Life is expensive here and it is hard to make ends meet. We now pay for rent and utilities and need public transportation. In the Old City, everything was at hand and there were always young people along the way who would offer to carry my shopping bags home. It used to take me five minutes to go and pray in Al Aqsa mosque or to reach shops or the clinic near Herod’s Gate. Now, I need more than two hours to reach the Old City and come back and I have to go up three flights of stairs to reach my apartment. When I go to pray in Al Aqsa on Fridays, I leave in the morning and only get back in the afternoon. To reach the clinic, it takes me at least one hour and a half now. We still go there as our family doctor for more than 30 years is there. I’ve also linked our landline number in the Old City to my cell phone. I didn’t want to lose that.
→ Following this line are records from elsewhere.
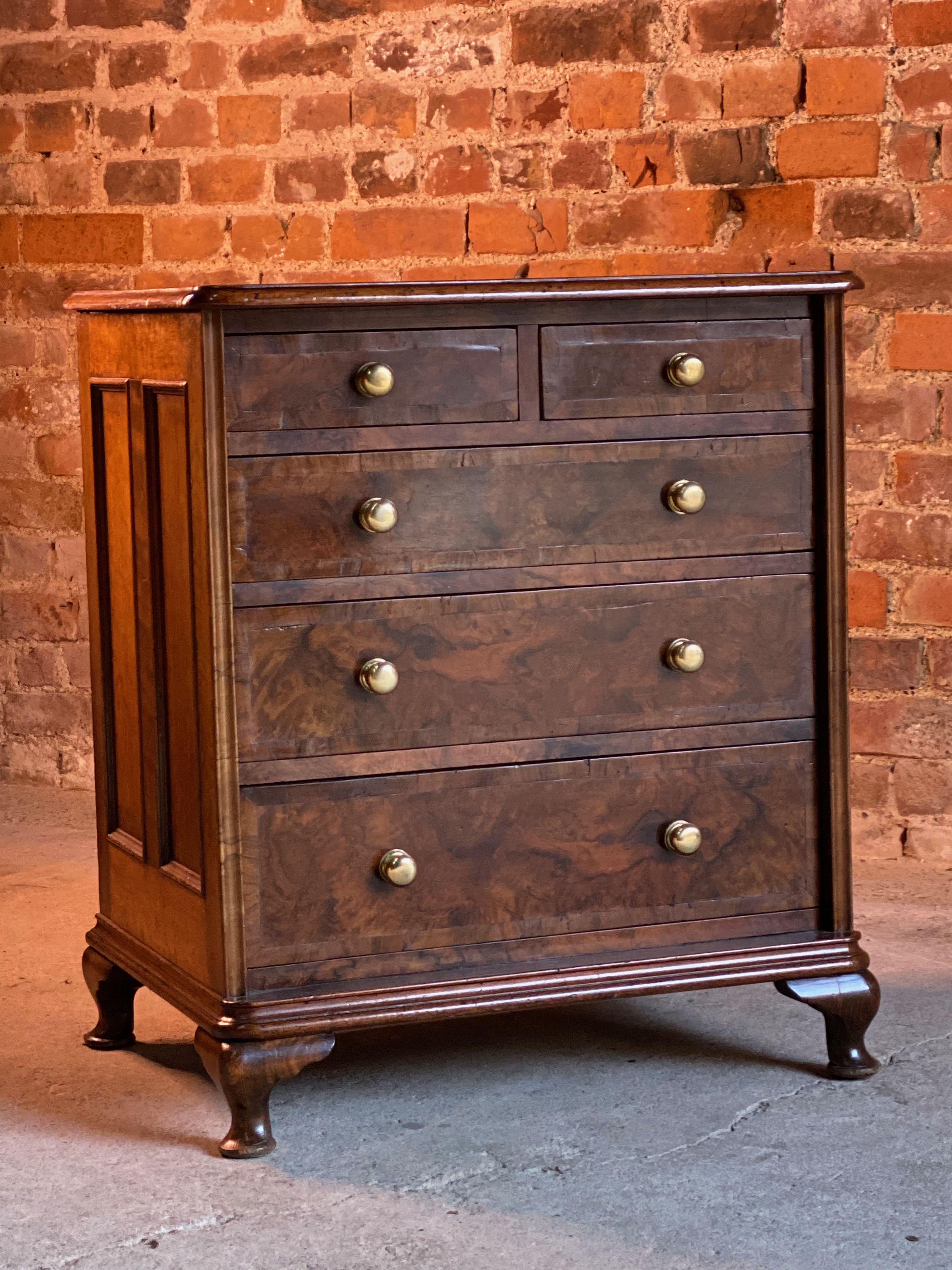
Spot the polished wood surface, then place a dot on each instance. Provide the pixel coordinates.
(521, 665)
(295, 518)
(308, 380)
(592, 371)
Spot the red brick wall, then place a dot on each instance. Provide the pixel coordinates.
(154, 141)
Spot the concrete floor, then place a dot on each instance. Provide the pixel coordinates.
(669, 1133)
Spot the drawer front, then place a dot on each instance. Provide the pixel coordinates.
(296, 516)
(521, 665)
(535, 850)
(622, 370)
(308, 380)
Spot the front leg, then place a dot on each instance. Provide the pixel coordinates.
(247, 1071)
(848, 1004)
(113, 991)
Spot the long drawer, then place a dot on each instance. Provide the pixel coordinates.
(296, 516)
(535, 850)
(521, 665)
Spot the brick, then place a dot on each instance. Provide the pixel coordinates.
(835, 149)
(936, 214)
(508, 229)
(837, 23)
(459, 112)
(846, 86)
(923, 25)
(521, 167)
(873, 214)
(187, 238)
(385, 107)
(276, 56)
(884, 665)
(655, 218)
(249, 121)
(922, 342)
(753, 89)
(306, 181)
(11, 130)
(53, 125)
(53, 66)
(926, 92)
(124, 129)
(207, 66)
(184, 123)
(28, 16)
(774, 215)
(867, 599)
(893, 412)
(582, 164)
(866, 475)
(138, 64)
(226, 181)
(527, 111)
(734, 157)
(915, 150)
(925, 540)
(609, 101)
(143, 181)
(38, 615)
(381, 234)
(322, 112)
(686, 97)
(647, 159)
(459, 171)
(244, 11)
(547, 36)
(92, 238)
(926, 601)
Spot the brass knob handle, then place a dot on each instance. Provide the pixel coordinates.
(398, 868)
(685, 497)
(379, 676)
(683, 838)
(377, 515)
(374, 379)
(685, 655)
(686, 370)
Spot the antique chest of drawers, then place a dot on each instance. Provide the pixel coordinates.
(460, 648)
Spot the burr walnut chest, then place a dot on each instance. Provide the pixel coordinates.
(465, 647)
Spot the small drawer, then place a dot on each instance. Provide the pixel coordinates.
(311, 380)
(299, 516)
(624, 370)
(526, 851)
(521, 665)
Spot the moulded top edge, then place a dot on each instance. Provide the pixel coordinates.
(301, 295)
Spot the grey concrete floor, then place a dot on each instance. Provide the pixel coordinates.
(672, 1133)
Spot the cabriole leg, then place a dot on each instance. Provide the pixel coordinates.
(113, 991)
(848, 1004)
(247, 1071)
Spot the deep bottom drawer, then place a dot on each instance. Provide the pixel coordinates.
(529, 851)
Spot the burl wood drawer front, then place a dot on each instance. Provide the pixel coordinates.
(622, 370)
(521, 665)
(296, 516)
(541, 849)
(308, 380)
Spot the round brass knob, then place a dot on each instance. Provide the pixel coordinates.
(686, 370)
(374, 379)
(683, 838)
(377, 515)
(685, 497)
(398, 868)
(379, 676)
(685, 655)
The settlers offered us more than one million shekels to buy us out, but we refused because you can’t put a value on your home. Home is more than a house; it’s your community, where you grew up, where you have memories good and bad, and where people know you and respect you. My family rented our home in the Old City in the 1930s and I was born there. Around 70 years later, the settlers occupied most of our house and, for seven years, life was full of friction, anxiety, and harassment. But I was content because I was still living in our house. I never imagined that the day would come when I would have to leave the house I was born in. Each tile in our home is dear to my heart. My father passed away there at the age of 75. I have memories spanning 58 years and I still remember playing in the yard with my siblings when we were children. 

I believed that as long as I didn’t accept money from Israeli settlers, I would never be forced to leave. When Israeli forces came to evict us it felt unreal. It was as if my whole life collapsed and I was watching the nightmare with total paralysis. We couldn’t sleep for months afterwards. 
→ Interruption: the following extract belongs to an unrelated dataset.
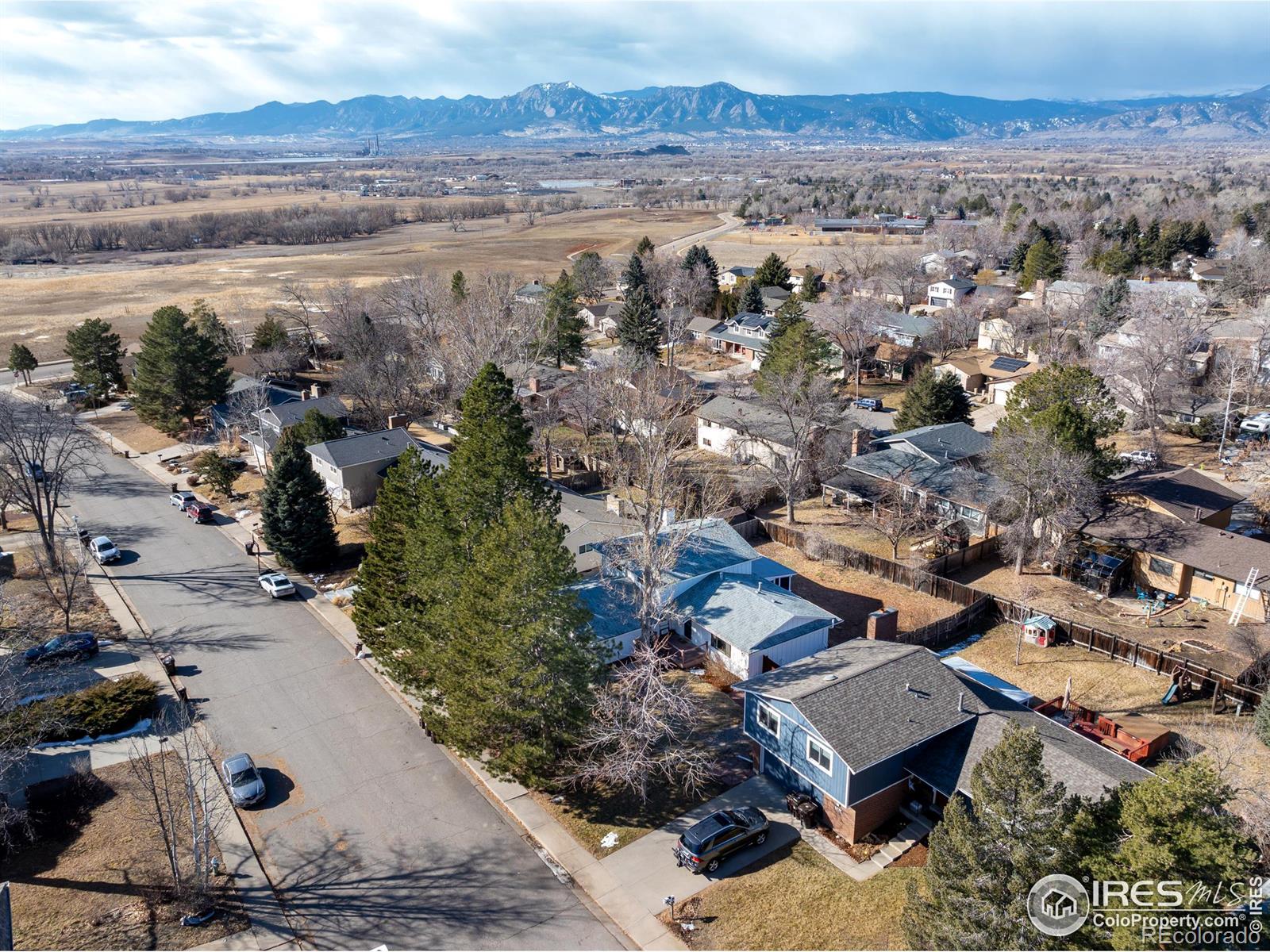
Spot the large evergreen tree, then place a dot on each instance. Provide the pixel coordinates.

I’ve gone to the Old City a dozen times since then. I’m not allowed to sit in front of our house, or what was our house, by police order, so I sit in front of the nearby laundry. I greet people passing by and they greet me. During Ramadan, this experience becomes even more special. Every time I go to the Old City, I feel I can breathe again. I feel the sun, and my soul feels complete.
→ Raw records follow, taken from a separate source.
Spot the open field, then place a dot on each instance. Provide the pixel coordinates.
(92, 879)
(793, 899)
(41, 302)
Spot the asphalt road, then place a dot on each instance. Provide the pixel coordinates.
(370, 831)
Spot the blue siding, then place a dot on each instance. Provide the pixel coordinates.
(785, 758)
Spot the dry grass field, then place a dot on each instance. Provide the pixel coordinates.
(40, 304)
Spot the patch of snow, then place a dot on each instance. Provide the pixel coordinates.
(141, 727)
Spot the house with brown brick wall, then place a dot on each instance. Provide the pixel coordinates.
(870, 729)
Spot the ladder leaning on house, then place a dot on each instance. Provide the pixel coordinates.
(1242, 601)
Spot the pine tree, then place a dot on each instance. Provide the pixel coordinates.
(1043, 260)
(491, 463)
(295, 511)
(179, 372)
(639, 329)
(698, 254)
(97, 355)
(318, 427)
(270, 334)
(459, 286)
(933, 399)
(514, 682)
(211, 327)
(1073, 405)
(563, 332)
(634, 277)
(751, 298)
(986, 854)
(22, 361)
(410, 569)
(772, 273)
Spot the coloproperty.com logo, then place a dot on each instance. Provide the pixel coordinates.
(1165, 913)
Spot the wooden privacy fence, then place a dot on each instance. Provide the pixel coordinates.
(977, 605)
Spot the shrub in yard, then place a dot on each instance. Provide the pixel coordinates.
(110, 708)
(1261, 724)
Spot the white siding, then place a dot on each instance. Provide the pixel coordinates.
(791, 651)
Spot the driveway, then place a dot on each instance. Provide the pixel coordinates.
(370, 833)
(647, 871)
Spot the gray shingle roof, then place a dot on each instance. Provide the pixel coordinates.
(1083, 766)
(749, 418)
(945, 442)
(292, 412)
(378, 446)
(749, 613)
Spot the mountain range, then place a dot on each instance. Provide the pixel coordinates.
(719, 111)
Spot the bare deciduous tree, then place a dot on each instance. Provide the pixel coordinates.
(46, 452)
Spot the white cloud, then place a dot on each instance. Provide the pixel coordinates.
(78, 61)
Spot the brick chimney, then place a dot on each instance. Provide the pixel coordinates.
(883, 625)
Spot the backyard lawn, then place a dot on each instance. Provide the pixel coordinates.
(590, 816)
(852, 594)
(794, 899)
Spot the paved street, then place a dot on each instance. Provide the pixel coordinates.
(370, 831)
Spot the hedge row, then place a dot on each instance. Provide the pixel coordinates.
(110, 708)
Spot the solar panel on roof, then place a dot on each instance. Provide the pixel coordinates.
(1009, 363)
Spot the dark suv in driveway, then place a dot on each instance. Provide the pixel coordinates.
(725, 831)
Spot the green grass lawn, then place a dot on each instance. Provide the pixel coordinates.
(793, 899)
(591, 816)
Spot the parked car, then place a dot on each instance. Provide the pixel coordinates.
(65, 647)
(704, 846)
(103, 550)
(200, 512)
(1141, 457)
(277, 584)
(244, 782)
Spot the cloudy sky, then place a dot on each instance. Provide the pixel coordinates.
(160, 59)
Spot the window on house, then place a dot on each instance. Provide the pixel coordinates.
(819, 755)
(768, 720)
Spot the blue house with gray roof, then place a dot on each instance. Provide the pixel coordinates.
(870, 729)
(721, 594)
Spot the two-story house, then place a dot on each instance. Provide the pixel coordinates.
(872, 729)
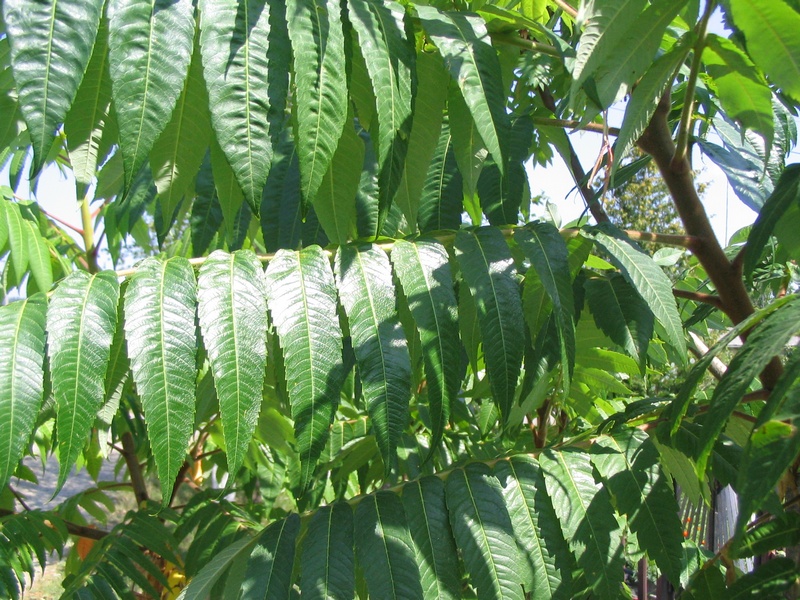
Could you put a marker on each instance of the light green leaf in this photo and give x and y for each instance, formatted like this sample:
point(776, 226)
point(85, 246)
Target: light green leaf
point(269, 568)
point(385, 549)
point(150, 46)
point(426, 512)
point(81, 322)
point(770, 30)
point(22, 334)
point(473, 64)
point(327, 560)
point(320, 107)
point(536, 528)
point(161, 337)
point(424, 272)
point(488, 269)
point(364, 280)
point(233, 320)
point(587, 519)
point(302, 301)
point(628, 464)
point(482, 529)
point(647, 278)
point(51, 44)
point(245, 62)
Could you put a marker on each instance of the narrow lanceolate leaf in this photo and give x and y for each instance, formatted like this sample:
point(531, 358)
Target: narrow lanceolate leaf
point(647, 277)
point(51, 43)
point(80, 328)
point(488, 268)
point(232, 311)
point(302, 301)
point(587, 519)
point(150, 45)
point(384, 548)
point(545, 248)
point(628, 464)
point(320, 108)
point(426, 512)
point(765, 342)
point(22, 326)
point(245, 64)
point(472, 62)
point(389, 57)
point(424, 272)
point(483, 532)
point(269, 568)
point(160, 331)
point(178, 153)
point(328, 560)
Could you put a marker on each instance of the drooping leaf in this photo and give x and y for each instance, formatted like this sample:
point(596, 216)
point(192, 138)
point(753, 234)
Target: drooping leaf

[1] Jerusalem Institute for Israel Studies, Statistical Yearbook of Jerusalem, 2018 Edition, Chapter III, Table III/5.

[2] Under Israeli law, Israelis may pursue claims to land and property allegedly owned by Jews in East Jerusalem prior to the establishment of the State of Israel. However, it denies Palestinians the right to reclaim land and property in what is now Israel.

[3] In 1967, Attorney General Meir Shamgar decided against applying the law in East Jerusalem, although it was used sporadically in the 1980s to expropriate properties in Silwan and the Muslim Quarter of the Old City from Palestinian owners.